Our study confirmed previous other studies' findings regarding the predictive ability of AFP to detect the likelihood of SVR in chronic HCV Egyptian patients, where we applied one of the decision tree algorithms. Zayed and others (2014) found that when applying REP decision tree for treatment outcome to PEG-IFN/RBV therapy among HCV Egyptian patients, they could identify that cutoff level for baseline AFP (<2.48 ng/mL) has a high probability (72%) for SVR, which approaches other rates in other easily treatable genotypes (2 and 3) (Zayed and others 2013).

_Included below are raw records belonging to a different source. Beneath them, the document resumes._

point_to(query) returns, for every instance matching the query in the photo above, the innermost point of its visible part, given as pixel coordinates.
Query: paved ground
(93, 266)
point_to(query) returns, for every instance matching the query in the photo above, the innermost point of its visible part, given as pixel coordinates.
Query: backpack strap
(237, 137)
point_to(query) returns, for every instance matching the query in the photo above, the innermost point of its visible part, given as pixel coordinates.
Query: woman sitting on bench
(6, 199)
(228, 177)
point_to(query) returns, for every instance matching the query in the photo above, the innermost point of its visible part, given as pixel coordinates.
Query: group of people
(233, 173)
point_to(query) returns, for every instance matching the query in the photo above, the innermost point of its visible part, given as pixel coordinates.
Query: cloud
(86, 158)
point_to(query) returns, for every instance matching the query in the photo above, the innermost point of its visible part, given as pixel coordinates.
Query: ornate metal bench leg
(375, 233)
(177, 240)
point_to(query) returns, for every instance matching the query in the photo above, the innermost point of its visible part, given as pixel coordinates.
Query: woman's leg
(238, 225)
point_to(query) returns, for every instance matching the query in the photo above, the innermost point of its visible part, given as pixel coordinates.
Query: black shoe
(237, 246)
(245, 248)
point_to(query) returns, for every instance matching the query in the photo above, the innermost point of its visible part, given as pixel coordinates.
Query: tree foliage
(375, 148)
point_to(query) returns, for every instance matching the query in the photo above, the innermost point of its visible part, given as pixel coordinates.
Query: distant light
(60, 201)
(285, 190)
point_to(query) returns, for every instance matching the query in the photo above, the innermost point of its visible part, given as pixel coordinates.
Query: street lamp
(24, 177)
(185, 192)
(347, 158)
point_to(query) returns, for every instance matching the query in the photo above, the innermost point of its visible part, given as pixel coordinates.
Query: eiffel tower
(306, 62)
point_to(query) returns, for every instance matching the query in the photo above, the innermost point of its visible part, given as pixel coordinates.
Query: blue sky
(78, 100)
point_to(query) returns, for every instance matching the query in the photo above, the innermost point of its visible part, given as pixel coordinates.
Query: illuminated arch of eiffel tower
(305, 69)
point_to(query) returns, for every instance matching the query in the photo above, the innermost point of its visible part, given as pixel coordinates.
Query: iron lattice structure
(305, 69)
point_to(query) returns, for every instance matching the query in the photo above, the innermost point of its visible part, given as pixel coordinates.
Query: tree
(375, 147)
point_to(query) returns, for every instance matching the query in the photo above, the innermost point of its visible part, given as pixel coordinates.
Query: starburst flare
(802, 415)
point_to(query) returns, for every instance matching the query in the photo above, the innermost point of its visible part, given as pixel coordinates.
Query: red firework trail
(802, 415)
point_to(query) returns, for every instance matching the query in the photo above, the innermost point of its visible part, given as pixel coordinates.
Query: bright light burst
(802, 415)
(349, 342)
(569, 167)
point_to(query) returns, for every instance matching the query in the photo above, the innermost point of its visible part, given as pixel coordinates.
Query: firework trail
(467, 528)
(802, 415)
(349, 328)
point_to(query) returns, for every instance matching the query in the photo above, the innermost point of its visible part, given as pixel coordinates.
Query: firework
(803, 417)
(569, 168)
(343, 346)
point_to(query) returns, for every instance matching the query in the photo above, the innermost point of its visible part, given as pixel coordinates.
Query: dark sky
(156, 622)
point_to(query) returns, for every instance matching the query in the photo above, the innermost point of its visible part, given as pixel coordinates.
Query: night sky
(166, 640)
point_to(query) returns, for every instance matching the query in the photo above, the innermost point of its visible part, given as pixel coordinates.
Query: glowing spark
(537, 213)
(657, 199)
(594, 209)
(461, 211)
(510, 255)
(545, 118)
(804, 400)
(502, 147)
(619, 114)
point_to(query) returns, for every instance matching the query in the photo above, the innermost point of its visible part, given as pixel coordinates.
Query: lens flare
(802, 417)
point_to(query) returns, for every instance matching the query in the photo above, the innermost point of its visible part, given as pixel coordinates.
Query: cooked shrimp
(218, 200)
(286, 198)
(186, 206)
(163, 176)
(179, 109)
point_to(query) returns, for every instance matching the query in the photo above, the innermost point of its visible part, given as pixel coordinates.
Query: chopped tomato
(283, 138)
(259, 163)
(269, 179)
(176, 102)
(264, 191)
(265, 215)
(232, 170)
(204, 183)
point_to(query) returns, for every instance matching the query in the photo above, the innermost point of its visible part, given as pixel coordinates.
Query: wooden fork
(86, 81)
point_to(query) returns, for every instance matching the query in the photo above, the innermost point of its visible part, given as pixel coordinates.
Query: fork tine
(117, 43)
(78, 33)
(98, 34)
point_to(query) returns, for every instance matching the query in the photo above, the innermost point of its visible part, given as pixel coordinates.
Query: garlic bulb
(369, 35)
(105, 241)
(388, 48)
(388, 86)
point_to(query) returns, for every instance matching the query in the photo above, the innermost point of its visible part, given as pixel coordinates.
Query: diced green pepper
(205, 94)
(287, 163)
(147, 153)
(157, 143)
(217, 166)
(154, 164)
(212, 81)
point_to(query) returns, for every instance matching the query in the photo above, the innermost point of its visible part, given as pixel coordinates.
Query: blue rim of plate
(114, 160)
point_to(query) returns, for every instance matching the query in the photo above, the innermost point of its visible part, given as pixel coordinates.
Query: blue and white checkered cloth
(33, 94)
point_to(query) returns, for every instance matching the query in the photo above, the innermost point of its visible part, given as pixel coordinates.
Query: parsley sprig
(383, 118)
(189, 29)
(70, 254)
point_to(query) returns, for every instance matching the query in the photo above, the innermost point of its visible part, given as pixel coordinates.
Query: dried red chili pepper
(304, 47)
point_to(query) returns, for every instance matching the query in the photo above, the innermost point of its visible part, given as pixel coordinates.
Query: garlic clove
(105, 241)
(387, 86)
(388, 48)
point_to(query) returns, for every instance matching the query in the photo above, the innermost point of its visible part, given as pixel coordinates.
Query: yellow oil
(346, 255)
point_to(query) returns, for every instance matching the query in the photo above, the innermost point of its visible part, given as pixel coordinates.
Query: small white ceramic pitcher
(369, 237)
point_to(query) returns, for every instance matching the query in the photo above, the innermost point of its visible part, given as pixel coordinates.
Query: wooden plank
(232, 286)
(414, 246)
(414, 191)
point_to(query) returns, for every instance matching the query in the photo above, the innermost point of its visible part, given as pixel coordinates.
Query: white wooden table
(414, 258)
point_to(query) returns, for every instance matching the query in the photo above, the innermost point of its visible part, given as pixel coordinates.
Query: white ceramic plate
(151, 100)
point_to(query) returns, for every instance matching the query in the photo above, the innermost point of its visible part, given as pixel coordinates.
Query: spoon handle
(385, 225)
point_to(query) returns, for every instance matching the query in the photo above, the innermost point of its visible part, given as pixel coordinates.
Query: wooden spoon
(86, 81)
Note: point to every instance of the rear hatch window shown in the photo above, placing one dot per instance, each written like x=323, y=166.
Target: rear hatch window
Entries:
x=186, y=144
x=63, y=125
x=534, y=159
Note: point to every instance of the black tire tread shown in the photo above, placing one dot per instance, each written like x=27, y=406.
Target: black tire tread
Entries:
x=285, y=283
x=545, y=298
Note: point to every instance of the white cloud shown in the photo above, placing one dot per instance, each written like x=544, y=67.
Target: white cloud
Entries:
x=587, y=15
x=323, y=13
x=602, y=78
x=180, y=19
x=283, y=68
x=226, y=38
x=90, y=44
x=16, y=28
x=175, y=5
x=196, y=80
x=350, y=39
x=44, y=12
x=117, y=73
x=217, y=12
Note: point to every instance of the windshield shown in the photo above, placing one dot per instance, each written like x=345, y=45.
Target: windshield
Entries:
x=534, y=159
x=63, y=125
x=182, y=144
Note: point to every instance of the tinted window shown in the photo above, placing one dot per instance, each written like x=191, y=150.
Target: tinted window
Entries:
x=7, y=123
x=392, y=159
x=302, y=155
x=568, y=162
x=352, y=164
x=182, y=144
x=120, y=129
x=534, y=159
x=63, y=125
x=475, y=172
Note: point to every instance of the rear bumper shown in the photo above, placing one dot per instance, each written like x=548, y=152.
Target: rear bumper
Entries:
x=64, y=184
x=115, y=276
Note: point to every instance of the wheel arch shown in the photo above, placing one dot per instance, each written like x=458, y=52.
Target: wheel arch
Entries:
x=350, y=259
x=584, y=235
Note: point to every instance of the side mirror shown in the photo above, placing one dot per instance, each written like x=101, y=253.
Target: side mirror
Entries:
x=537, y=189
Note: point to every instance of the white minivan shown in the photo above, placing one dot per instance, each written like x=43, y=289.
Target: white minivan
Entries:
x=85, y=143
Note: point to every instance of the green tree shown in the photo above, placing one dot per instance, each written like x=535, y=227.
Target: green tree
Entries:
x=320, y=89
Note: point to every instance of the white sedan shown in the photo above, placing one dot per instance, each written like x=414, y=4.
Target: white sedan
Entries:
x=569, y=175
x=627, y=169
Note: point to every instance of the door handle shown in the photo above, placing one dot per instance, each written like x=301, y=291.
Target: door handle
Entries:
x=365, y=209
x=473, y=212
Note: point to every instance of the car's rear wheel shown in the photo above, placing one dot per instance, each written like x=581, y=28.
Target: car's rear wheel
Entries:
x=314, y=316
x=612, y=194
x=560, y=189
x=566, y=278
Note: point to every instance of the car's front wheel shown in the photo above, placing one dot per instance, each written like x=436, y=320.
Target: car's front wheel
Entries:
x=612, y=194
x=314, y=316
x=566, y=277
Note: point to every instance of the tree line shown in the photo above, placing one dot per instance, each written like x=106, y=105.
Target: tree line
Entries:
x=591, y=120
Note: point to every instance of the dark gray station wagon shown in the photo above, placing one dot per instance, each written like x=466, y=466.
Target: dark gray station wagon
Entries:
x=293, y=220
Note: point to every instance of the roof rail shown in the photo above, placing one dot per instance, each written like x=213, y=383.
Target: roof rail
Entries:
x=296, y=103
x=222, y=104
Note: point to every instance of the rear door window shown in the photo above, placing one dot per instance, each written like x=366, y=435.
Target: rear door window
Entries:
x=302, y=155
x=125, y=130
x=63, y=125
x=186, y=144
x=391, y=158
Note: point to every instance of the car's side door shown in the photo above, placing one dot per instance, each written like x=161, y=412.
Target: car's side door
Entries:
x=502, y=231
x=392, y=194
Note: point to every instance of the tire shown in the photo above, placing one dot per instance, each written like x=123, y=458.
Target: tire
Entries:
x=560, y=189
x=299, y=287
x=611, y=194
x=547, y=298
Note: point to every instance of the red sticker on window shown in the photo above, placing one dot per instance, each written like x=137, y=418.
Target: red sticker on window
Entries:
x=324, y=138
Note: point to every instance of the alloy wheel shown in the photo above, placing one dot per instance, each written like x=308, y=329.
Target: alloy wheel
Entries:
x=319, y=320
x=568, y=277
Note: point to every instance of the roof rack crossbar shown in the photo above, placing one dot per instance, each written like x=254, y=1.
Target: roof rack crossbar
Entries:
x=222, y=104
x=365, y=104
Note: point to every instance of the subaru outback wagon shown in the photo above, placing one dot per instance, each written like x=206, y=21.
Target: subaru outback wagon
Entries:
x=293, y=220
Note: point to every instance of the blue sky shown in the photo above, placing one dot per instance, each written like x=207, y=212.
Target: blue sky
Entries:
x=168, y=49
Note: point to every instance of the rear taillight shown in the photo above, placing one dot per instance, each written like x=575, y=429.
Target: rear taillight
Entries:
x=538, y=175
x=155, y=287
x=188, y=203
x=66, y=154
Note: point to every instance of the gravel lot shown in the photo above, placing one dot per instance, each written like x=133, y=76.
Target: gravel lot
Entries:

According to these findings, we may consider baseline AFP to be equal to other well-accepted predictive variables of treatment response, such as HCV genotype and viral load. Other variables, such as patients' age, gender, serum ALT, stages of hepatic fibrosis, and grades of activity, had less predictive value.
Conclusions
Studying the independent variables of response in relation to both treatment types revealed that serum AFP >10 ng/mL and viral load >600 × 103 IU/mL were variables associated with failure of response, while male gender, decreased hemoglobin, and decreased TSH were variables associated with favorable response in both treatment types. Applying the REPTree-based model further confirmed the predictive role of baseline serum AFP in both treatment types.
Footnotes
Acknowledgments
We thank the Egyptian National Committee for Control of Viral Hepatitis and the Science and Technology Development Fund (STDF) for their support to this work. We also thank Dr. Wafaa Al akel, associate professor of Endemic Hepatology and Gasteroenterology, for performing the statistical part of the study.
Author Disclosure Statement
No competing financial interests exist.